If you want a slide with multiple humps, then you need both upward- and downward-curved parts. So let’s look at the motion of a person on a downward-curved part. This is very similar to an upward curve, but I’m going to draw a force diagram anyway:
Really, the only difference is that this is a downward-curving path with the center of this circular curve below the slide instead of above. (Once again, the gray C-shape represents the path of the rider on the slide and the circular trajectory of their body, and the dot is the center of the circle.) That means the centripetal acceleration is also in the downward direction and towards the center of the circle.
Since the acceleration switched directions, the normal force (N) has to be less than the radial component of the gravitational force, which is pulling the person downward toward the Earth. What happens when the normal force gets smaller?
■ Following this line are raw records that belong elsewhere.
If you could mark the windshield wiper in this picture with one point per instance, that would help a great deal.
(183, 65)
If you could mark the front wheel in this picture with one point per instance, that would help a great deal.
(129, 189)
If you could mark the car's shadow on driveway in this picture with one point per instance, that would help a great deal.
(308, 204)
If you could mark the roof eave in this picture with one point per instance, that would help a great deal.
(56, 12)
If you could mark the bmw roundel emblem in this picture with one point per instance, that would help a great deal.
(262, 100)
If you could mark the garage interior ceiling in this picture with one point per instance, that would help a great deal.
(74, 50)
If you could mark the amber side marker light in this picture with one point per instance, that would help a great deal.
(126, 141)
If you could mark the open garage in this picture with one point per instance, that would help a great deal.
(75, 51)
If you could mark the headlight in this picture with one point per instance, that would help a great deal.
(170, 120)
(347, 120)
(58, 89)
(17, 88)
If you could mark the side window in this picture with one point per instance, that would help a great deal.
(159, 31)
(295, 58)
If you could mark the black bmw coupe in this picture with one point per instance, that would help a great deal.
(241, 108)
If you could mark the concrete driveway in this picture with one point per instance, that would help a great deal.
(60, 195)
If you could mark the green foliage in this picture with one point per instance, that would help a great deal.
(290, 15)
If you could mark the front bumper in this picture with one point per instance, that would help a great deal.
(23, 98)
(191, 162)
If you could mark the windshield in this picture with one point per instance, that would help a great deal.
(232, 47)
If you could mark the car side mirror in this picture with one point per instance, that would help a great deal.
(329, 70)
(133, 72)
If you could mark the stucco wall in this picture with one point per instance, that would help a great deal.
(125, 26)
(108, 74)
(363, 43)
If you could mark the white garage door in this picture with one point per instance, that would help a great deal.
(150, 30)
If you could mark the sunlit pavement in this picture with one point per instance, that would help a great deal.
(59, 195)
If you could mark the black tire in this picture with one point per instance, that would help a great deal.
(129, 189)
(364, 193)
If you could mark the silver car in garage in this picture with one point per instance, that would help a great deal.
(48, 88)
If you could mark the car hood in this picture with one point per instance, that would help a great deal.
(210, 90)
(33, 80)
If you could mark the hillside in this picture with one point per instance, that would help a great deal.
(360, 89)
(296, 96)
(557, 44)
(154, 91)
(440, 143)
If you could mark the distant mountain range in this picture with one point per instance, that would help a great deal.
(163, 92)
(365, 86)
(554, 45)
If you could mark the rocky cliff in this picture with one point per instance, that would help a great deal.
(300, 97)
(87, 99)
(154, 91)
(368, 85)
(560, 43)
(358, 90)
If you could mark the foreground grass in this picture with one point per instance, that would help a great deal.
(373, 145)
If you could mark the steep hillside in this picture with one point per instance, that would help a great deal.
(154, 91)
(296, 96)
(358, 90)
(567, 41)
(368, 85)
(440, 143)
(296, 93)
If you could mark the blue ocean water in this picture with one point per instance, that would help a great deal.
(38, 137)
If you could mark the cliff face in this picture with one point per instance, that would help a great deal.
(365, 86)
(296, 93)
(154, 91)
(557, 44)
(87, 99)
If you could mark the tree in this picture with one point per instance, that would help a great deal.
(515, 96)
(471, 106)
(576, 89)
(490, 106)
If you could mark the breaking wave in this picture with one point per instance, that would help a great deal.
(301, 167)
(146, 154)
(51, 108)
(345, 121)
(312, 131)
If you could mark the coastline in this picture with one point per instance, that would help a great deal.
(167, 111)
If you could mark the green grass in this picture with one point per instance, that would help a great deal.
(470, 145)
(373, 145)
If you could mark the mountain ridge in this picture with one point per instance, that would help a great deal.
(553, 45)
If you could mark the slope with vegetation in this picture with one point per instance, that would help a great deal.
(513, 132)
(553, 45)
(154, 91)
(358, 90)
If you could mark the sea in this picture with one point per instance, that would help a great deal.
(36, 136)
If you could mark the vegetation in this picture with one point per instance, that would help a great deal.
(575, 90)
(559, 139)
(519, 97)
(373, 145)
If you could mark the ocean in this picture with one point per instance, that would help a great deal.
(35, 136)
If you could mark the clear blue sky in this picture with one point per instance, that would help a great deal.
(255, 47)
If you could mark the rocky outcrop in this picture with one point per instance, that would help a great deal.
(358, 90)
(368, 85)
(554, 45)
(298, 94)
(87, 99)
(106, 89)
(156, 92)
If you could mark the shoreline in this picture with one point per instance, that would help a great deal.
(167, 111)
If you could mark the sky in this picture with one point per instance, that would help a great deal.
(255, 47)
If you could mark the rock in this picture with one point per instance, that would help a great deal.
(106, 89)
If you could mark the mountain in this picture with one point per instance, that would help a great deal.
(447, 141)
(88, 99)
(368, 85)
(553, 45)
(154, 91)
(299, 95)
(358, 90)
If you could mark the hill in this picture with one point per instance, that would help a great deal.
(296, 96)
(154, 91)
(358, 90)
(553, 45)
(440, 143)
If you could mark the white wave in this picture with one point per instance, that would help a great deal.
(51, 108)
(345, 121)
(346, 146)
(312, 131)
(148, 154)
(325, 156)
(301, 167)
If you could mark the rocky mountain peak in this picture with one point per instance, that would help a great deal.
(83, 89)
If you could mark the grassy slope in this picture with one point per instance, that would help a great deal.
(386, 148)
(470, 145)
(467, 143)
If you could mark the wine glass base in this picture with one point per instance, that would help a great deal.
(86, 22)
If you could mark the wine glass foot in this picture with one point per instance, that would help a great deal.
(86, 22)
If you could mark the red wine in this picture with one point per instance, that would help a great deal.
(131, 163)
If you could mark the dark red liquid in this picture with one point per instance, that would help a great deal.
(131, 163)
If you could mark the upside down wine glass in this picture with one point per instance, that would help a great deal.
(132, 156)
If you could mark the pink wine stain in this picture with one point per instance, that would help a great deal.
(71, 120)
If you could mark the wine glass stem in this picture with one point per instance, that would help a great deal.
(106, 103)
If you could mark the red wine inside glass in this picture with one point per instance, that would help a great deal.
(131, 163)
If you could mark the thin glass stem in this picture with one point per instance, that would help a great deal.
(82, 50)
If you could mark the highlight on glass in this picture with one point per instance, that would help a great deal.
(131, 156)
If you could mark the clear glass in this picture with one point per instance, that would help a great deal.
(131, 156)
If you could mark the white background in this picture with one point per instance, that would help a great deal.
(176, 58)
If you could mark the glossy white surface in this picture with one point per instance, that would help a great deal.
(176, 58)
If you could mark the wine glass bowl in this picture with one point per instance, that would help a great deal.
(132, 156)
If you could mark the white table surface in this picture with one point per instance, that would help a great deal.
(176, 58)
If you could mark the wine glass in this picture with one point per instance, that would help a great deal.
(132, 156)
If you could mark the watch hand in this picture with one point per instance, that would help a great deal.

Remember that in order to get a rider to move in a circular path, there needs to be a net force pointing towards the center of the circle, which is down-ish for a downward-curving slide. Since the frictional force is always tangent to the slide path, this net radial force, which we call the centripetal force, is composed of the normal force (pushing away) and a component of the gravitational force (pulling towards the center).
If the speed of the rider is slow enough, you don’t need a very large centripetal force to move them in a circle. The component of the gravitational force alone could be enough to achieve it. The normal force from the slide could just be some small value pushing away.
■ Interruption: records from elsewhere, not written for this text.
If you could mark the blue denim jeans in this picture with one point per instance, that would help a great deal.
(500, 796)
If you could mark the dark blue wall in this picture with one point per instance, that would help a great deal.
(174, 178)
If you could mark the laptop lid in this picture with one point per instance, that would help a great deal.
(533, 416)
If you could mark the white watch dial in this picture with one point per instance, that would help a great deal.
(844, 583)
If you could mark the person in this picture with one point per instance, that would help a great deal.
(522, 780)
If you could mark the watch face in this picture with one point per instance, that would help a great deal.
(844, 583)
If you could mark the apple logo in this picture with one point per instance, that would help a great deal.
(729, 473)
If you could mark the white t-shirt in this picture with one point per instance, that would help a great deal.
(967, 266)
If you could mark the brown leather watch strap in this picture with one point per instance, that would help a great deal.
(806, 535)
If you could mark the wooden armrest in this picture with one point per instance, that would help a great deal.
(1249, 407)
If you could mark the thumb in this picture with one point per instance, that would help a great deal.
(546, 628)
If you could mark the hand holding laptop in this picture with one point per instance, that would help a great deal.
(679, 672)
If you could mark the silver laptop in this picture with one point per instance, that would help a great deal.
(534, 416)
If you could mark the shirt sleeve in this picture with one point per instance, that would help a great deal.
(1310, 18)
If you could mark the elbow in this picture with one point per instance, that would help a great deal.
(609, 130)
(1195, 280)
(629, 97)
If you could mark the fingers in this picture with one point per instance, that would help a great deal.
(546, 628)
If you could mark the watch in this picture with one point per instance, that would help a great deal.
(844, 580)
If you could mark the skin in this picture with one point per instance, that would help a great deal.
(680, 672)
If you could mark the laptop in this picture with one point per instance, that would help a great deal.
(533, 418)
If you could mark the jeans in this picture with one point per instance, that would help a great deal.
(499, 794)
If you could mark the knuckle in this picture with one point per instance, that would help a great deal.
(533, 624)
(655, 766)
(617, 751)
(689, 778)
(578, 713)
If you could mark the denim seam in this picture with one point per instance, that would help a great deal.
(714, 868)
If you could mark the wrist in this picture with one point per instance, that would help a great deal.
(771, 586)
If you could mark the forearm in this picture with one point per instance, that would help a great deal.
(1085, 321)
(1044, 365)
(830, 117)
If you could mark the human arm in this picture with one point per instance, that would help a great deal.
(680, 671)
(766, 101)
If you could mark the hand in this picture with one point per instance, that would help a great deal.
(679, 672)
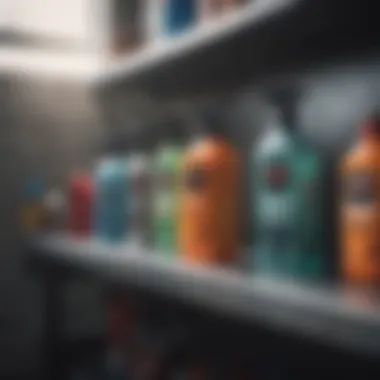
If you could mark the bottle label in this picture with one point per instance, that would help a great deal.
(360, 189)
(195, 179)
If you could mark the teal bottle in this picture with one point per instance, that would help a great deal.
(112, 195)
(288, 206)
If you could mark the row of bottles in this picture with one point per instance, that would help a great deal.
(189, 200)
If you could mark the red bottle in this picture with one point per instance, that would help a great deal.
(80, 204)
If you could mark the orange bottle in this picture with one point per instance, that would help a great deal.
(209, 203)
(360, 208)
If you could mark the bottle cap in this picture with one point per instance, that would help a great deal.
(372, 126)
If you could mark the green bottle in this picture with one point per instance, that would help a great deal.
(166, 194)
(288, 206)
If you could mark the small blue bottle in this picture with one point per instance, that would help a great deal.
(178, 15)
(112, 194)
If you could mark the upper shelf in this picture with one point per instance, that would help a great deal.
(150, 57)
(327, 314)
(264, 36)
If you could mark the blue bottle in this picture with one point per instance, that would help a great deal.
(112, 196)
(178, 15)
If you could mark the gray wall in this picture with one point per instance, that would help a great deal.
(49, 128)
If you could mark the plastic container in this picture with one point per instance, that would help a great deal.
(33, 213)
(288, 206)
(360, 213)
(210, 193)
(166, 169)
(112, 193)
(81, 191)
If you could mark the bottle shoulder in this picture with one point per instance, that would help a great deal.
(361, 155)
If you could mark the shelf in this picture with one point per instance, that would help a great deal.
(265, 37)
(346, 319)
(135, 64)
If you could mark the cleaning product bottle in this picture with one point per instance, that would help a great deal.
(288, 203)
(210, 194)
(360, 207)
(166, 169)
(112, 192)
(80, 204)
(32, 210)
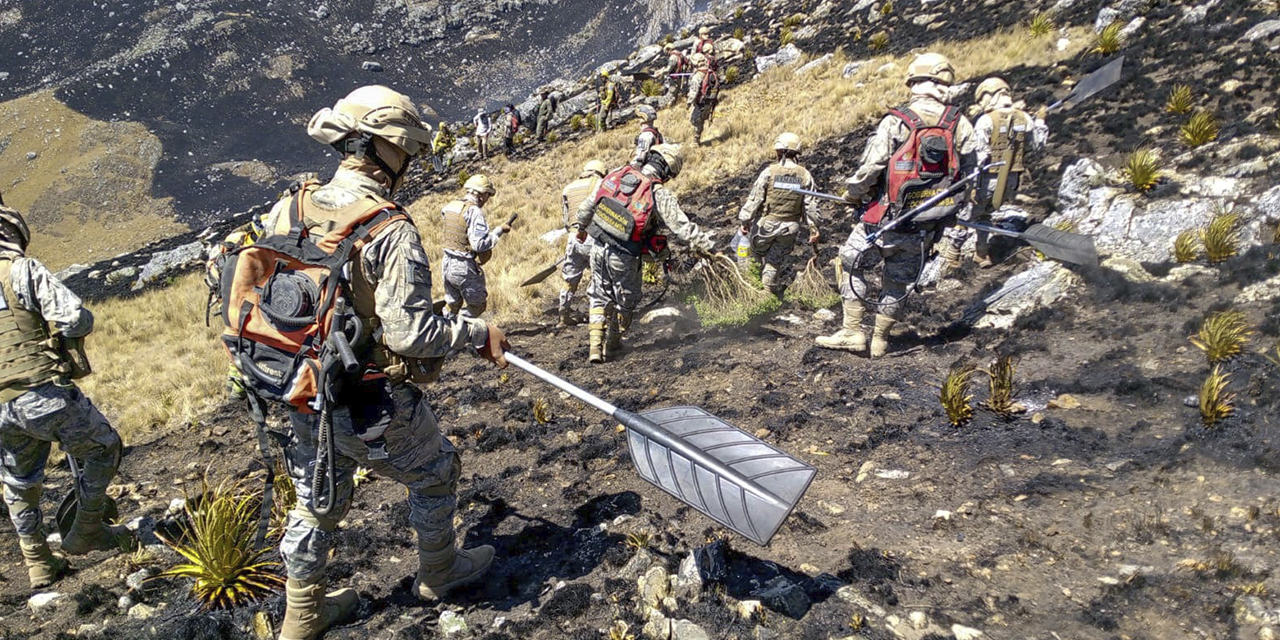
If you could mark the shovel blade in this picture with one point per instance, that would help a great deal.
(720, 470)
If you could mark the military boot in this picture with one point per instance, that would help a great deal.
(447, 568)
(42, 567)
(850, 337)
(880, 336)
(597, 343)
(88, 534)
(309, 611)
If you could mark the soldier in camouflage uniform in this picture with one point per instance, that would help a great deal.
(1002, 133)
(384, 423)
(576, 252)
(616, 279)
(40, 405)
(778, 213)
(467, 245)
(897, 254)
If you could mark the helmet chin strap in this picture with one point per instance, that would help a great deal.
(361, 147)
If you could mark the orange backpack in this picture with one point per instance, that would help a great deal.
(288, 323)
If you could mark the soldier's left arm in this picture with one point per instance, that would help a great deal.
(40, 291)
(675, 219)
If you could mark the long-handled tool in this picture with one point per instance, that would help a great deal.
(705, 462)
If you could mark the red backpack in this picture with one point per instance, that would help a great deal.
(926, 164)
(624, 206)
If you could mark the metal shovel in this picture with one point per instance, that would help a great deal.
(705, 462)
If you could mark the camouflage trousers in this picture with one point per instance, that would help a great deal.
(28, 425)
(417, 457)
(464, 283)
(616, 286)
(577, 255)
(895, 255)
(771, 247)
If the rider’s speed gets too fast, then the gravitational force alone wouldn’t be enough to produce circular motion. You would need the normal force to also pull toward the center of the circle. But slides don’t do that: They only push away. That means that the sliding human wouldn’t actually move in a circle, but instead along a parabolic path as they leave the surface of the slide and become airborne—at least for a short time, until they crash back into the slide. That’s what happened to the Detroit slide riders.
Let’s model the motion of a person on a downward-curved slide. I’m going to start with a rider at the top of a curve. You can see that at some point the person flies off the track and becomes a free-falling projectile:
The person’s speed as they begin their ride is important. If a person starts the downward curve with a high enough speed then they will fly off the track—but the exact value for the speed that will cause the person to come off the track depends on the starting and ending angle of the slide’s curve.
If you want to keep your riders on the slide, you need to increase the coefficient of friction between them and the slide. In the end, the Michigan Department of Natural Resources, which runs Belle Isle Park, posted a Facebook video explaining the updates they have made: “We have scrubbed down the surface and started to spray a little water on the slide between rides to help control the speed,” they wrote. They also urge the riders to lean forward—which a park employee demonstrates in the video.
Why water? Water is actually kind of sticky, so just adding a little bit of it could increase the friction due to its cohesive nature. (Of course, adding enough to create a full-on waterslide might reduce the friction and make the rider even faster—but that would take a lot more water.)
Leaning forward could help ensure that each rider’s weight is on the cloth sack on their legs. The sacks are made of burlap, which is scratchy and provides some friction—and because all the riders have to wear these sacks, that makes for a more consistent, known surface than whatever clothing the riders happen to be wearing. Asking them to lean forward makes sure the burlap is in contact with the slide, not the material that makes up the person’s shirt—which is what would happen if they leaned backwards.
If the park operators want to get even more creative, another option would be to have riders slide while wearing something other than those burlap sacks—maybe something with a little bit of rubber to increase the friction interaction. It’s also possible that a coat of paint could increase the coefficient of friction.